Priorities for the Coming Year

In the coming year, the priority will be to continue the focus on exemplary service delivery to retain existing clients, and to offer them additional services to help them further understand and communicate with retail and institutional investors.

The key focus areas will include:

  • Continued attention on cost reduction and client retention strategies.
  • Helping clients develop strategies to address their retail shareholders long term with shareholder relationship management programs aimed at delivering cost savings, additional revenue and, where appropriate, liquidity in the retail base.
  • Supporting clients’ cost saving objectives through e-Communications initiatives and programs to trace missing shareholders.
  • Introducing UK clients to our ADR capability, so they can take advantage of Computershare’s integrated network and extensive knowledge of securities markets.
  • Providing clients with an integrated set of services such as share option plans with low cost dealing.
  • Increase the use of automated phone based and web based services by issuers, shareholders and brokers.
  • Increase revenue from the contact centre facility as part of communications programmes for nonregistry clients.

PLAN MANAGERS (CPM)

The Year in Review

Our strategy this year has been to focus on plan implementation, client retention and growth, specifically with clients administering multiple plan types in different countries.

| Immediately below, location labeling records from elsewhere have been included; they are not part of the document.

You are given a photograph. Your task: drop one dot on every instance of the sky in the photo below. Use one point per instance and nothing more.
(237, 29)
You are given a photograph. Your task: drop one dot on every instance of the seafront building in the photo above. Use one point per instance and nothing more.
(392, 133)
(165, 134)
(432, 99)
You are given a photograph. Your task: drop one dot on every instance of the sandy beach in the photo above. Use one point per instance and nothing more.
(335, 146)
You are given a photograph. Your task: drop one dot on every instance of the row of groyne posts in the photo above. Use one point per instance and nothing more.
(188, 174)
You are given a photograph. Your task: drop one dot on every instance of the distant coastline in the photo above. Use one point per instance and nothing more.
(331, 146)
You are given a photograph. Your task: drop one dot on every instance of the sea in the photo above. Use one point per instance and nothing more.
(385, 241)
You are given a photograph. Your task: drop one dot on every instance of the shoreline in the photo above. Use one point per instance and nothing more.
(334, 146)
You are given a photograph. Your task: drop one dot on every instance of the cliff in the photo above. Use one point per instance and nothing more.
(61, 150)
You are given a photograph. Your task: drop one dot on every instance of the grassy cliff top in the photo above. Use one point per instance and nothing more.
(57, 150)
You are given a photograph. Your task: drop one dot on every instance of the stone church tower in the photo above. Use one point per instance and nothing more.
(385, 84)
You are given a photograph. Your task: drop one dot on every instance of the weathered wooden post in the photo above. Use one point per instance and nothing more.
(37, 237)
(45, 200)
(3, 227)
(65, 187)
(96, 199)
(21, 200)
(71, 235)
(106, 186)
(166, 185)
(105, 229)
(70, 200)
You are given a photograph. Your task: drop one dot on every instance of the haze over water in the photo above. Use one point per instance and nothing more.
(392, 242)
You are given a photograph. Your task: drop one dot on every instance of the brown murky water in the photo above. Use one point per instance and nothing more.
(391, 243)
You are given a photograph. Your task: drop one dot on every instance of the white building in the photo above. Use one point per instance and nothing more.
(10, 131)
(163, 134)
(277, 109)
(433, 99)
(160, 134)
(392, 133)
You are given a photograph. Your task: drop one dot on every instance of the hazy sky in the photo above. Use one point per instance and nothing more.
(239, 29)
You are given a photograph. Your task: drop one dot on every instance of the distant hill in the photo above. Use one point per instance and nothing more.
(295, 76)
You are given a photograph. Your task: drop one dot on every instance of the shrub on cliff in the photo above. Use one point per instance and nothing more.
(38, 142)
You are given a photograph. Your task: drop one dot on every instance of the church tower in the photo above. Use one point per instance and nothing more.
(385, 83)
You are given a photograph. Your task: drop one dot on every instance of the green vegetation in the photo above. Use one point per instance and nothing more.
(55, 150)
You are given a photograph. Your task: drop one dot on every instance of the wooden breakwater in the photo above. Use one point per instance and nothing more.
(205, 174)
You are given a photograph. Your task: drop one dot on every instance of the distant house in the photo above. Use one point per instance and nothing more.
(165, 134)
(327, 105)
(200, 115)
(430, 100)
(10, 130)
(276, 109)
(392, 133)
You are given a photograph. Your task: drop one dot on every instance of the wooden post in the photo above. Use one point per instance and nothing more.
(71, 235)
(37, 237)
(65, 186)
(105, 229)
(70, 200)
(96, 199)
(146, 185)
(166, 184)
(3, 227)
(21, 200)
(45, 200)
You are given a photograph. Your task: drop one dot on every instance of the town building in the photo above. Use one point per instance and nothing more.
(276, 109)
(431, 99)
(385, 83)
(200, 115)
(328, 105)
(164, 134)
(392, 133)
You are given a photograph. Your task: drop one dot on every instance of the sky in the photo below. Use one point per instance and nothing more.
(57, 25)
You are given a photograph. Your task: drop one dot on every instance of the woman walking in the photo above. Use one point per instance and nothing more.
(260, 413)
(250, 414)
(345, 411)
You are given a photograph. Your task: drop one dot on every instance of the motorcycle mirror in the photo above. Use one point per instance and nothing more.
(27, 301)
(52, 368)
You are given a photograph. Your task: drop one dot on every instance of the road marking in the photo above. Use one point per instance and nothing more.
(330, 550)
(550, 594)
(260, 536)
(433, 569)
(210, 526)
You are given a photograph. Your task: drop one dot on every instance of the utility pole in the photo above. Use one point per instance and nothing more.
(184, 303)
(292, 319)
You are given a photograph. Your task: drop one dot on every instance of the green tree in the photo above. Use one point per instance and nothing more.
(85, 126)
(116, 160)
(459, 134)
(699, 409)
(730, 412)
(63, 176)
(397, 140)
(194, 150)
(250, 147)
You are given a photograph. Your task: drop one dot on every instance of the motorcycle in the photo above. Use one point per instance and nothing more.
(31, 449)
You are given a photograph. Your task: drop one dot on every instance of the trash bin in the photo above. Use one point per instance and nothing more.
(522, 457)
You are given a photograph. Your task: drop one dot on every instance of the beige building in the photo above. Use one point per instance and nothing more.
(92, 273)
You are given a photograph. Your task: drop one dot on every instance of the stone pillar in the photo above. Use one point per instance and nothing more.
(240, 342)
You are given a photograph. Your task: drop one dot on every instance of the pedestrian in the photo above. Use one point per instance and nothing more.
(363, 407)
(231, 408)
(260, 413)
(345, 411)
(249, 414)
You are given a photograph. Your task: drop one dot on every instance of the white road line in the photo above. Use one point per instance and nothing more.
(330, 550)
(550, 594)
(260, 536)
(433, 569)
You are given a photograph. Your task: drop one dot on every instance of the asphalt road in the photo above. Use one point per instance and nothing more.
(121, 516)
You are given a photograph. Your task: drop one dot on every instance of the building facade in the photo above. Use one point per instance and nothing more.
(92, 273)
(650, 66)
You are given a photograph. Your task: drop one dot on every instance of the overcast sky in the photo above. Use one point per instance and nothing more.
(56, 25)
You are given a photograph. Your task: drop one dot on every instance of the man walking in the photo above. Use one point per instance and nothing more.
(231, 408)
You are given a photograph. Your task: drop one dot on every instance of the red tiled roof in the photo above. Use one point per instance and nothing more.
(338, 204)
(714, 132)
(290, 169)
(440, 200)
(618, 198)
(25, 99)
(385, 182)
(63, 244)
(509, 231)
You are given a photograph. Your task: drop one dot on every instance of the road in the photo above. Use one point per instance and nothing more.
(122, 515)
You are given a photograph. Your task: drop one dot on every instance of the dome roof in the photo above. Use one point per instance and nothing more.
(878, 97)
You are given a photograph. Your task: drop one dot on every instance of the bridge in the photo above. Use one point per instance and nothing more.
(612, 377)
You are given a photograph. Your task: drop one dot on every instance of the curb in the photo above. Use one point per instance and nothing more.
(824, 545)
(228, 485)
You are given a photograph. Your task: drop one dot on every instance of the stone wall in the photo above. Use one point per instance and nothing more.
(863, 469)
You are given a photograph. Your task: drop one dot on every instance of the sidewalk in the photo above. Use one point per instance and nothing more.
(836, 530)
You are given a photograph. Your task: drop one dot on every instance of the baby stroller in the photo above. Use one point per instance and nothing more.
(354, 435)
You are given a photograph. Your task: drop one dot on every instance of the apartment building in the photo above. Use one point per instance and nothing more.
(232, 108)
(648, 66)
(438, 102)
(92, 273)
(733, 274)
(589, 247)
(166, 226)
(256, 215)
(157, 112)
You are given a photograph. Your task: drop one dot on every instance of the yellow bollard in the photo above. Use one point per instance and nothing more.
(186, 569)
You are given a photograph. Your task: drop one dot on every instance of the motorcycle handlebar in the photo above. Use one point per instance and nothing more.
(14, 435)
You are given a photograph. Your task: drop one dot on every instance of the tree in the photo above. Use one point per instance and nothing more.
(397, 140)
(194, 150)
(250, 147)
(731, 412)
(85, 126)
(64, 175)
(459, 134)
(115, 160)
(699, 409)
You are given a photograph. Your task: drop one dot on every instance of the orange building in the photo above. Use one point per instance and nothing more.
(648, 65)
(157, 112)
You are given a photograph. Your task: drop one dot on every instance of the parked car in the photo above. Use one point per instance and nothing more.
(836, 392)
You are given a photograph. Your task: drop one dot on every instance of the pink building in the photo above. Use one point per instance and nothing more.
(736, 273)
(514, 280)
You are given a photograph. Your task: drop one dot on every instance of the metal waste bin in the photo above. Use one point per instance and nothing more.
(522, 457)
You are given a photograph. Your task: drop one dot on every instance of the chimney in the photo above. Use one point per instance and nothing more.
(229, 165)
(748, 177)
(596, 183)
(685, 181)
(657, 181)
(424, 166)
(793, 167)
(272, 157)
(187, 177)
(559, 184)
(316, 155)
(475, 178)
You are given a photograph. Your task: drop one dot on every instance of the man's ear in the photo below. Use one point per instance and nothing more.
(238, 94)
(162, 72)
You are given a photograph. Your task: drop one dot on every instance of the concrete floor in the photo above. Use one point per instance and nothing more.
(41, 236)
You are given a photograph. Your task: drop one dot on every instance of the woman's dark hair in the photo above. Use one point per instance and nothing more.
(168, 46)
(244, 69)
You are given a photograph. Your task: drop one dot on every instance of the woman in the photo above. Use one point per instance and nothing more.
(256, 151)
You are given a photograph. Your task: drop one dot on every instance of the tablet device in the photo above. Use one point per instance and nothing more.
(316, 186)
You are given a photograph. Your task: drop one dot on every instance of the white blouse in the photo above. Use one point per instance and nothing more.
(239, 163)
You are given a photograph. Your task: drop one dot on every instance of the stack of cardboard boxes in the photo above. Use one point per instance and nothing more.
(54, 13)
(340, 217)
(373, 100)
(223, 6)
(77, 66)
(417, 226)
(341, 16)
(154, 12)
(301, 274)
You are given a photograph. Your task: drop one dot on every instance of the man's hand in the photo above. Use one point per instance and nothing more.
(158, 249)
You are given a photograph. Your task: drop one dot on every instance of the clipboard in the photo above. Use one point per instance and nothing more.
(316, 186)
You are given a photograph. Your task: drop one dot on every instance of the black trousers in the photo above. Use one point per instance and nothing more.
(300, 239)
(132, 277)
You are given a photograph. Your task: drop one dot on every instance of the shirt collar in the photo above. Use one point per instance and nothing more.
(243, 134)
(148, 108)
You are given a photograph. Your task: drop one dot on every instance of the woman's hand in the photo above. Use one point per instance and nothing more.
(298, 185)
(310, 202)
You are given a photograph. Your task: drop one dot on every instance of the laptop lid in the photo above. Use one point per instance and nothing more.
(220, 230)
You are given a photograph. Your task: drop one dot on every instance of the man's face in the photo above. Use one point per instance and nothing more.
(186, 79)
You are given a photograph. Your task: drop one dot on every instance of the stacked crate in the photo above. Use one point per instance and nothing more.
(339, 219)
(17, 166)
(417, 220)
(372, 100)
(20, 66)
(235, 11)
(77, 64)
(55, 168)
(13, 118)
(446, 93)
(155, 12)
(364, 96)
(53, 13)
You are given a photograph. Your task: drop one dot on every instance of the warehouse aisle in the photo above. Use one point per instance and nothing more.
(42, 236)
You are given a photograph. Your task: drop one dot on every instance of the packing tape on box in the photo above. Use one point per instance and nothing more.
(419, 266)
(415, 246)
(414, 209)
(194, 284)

After a period of rapid growth this has been a year of consolidation, where we have invested in new technology and improved management and operational processes. Our focus has been to ensure the successful implementation of new share plans and to introduce new technology to improve efficiency and service. COSMOS Options, which allows employee plan members around the world to conduct transactions online, was successfully introduced for Philips. An Interactive Voice Response enrolment system has improved services for new plan participants – speeding up registration and improving internal efficiency. There have been enhancements for online services for plan members including historical transaction enquiries, and enrolment, account closure and maturity transactions plus real time share price information. We have also integrated share trading with our share plan administration packages and this has significantly increased our ability to generate revenues from sources other than core administration.

The main services Plan Managers have promoted during the year are Share Incentive Plans (SIP) and Executive Share Options Plans. While our focus has been on consolidation, we have still increased our revenues significantly and attracted some sizeable new business from blue-chip clients.

Market Conditions

The year was characterised by a slow-down in option plan activity following proposed changes in accounting treatment for options and the general economic downturn. Despite these conditions, the plans business performed well, and against the trend, by producing an increased contribution to revenues and to EBITDA.

Significant Transactions

Major new executive options and share incentive plan schemes have been won from blue chip clients including:

  • Global share plans for British American Tobacco.
  • Global share plans for Reckitt Benckiser.
  • Share Incentive Plan for the Royal Bank of Scotland.
  • Share Incentive Plan for Powergen.

Working with Ernst & Young UK, we undertook a series of share plan workshops addressing key topics for clients.

Priorities for the Coming Year

  • Improve online and IVR services to further enhance services to plan members
  • Target global companies with large employee pools
  • Continue to improve the quality of services in order to gain more plans business from new clients and from existing clients of our other business.